Asuntos Internos le retiró el arma reglamentaria a la agente de la comisaría de San Jorge. La Fiscalía de Rosario de Lerma amplió la causa tras detectar ofrecimientos de licencias y cursos a cambio de dinero.
Una agente de la Policía de Salta, con destino en la comisaría de San Jorge, permanece bajo investigación por presuntamente cobrar dinero a cambio de gestionar traslados y otros beneficios dentro de la fuerza. Asuntos Internos de la Secretaría de Seguridad dispuso el domingo el retiro de su arma reglamentaria, mientras la mujer continúa con licencia desde hace varias semanas.
La causa se originó en la denuncia de una compañera de fuerza que, según las autoridades, es a la vez víctima y parte del proceso. «La investigación comenzó a partir de la denuncia formulada por un efectivo», explicó Exequiel Puca, de la Oficina de Prensa de la Policía, tras lo cual se dio intervención a la Fiscalía Penal de Rosario de Lerma y a la Dirección General de Ciberseguridad.
El Ministerio Público Fiscal determinó que la maniobra no se limitaría a un solo damnificado. Aparecieron más de tres casos, entre ellos situaciones que se habrían concretado efectivamente mediante el pago de dinero, según pudo reconstruirse de la información publicada por medios locales.

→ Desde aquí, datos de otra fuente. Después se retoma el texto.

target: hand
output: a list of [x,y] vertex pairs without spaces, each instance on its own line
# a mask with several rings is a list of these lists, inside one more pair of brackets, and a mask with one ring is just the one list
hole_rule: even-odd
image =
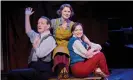
[[94,52],[94,49],[89,49],[88,51],[87,51],[87,54],[86,54],[86,56],[88,57],[88,58],[91,58],[91,57],[93,57],[93,52]]
[[102,49],[101,45],[96,44],[96,46],[97,46],[97,49],[98,49],[98,50],[101,50],[101,49]]
[[40,38],[39,36],[37,36],[33,42],[33,48],[36,49],[38,47],[38,45],[40,44]]
[[64,29],[66,29],[67,28],[67,22],[66,21],[63,21],[63,23],[62,23],[62,28],[64,28]]
[[32,8],[31,7],[28,7],[25,9],[25,15],[32,15],[34,13],[34,11],[32,11]]

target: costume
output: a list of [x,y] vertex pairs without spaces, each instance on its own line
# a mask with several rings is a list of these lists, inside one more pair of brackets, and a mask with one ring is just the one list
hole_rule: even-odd
[[63,24],[62,18],[52,19],[51,22],[52,22],[53,34],[57,43],[57,47],[54,49],[52,57],[54,59],[53,69],[58,64],[63,63],[68,70],[70,57],[67,45],[68,45],[68,40],[72,35],[71,27],[74,24],[74,22],[68,20],[66,29],[61,27],[61,25]]
[[[92,58],[87,59],[86,57],[81,55],[83,53],[76,52],[76,48],[74,47],[77,46],[73,46],[75,44],[78,44],[75,43],[76,41],[79,42],[80,39],[73,36],[68,43],[68,49],[71,57],[70,66],[72,74],[76,77],[87,77],[90,73],[92,73],[96,68],[99,67],[105,74],[108,75],[109,74],[108,67],[103,53],[99,52],[96,55],[94,55]],[[84,48],[87,48],[87,44],[85,42],[80,41],[79,43],[82,44],[81,46],[84,46]],[[83,49],[79,48],[80,47],[78,47],[77,50],[80,50],[79,52],[83,52]]]
[[27,33],[31,43],[37,36],[40,37],[40,44],[36,49],[32,49],[29,56],[29,67],[37,71],[39,80],[48,80],[52,75],[52,63],[51,63],[51,52],[56,47],[56,42],[51,36],[50,31],[38,34],[31,30]]

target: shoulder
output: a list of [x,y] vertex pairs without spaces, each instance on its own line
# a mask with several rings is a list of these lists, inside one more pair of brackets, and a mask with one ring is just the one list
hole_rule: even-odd
[[50,35],[48,38],[47,38],[47,40],[50,42],[55,42],[55,39],[54,39],[54,37],[52,36],[52,35]]

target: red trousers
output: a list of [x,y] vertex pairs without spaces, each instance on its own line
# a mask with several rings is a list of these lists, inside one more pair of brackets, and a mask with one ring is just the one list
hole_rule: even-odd
[[84,62],[77,62],[71,66],[72,74],[76,77],[87,77],[94,72],[96,68],[100,68],[106,75],[109,75],[106,58],[102,52],[94,55],[92,58]]

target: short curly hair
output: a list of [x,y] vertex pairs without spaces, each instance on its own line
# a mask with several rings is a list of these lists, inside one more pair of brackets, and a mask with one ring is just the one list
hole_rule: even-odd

Lo que en un principio se investigaba como un presunto ofrecimiento de cambio de destino se amplió a otros supuestos beneficios. Según fuentes vinculadas con la causa citadas por El Tribuno, también surgieron referencias a ofrecimientos de licencias, traslados y cursos a cambio de dinero.
Los allanamientos realizados en domicilios de La Merced y Rosario de Lerma permitieron secuestrar tres teléfonos celulares, que ahora son analizados por los investigadores para determinar otros contactos, pagos o gestiones. La agente ya había sido imputada junto a un hombre civil oriundo de La Merced, señalado como su allegado íntimo e investigado por su presunta participación en la maniobra.
El fiscal Daniel Alejandro Escalante conduce la investigación penal, mientras Asuntos Internos avanza en paralelo con las actuaciones administrativas por tratarse de personal policial. Ambos organismos deberán establecer diferencias entre los ofrecimientos y los casos efectivamente concretados, un punto que será determinante para fijar responsabilidades.
«Cada situación deberá ser analizada de manera individual», informaron fuentes de la causa, en referencia a los efectivos que eventualmente habrían accedido a beneficios a cambio de dinero y que también podrían enfrentar sanciones administrativas.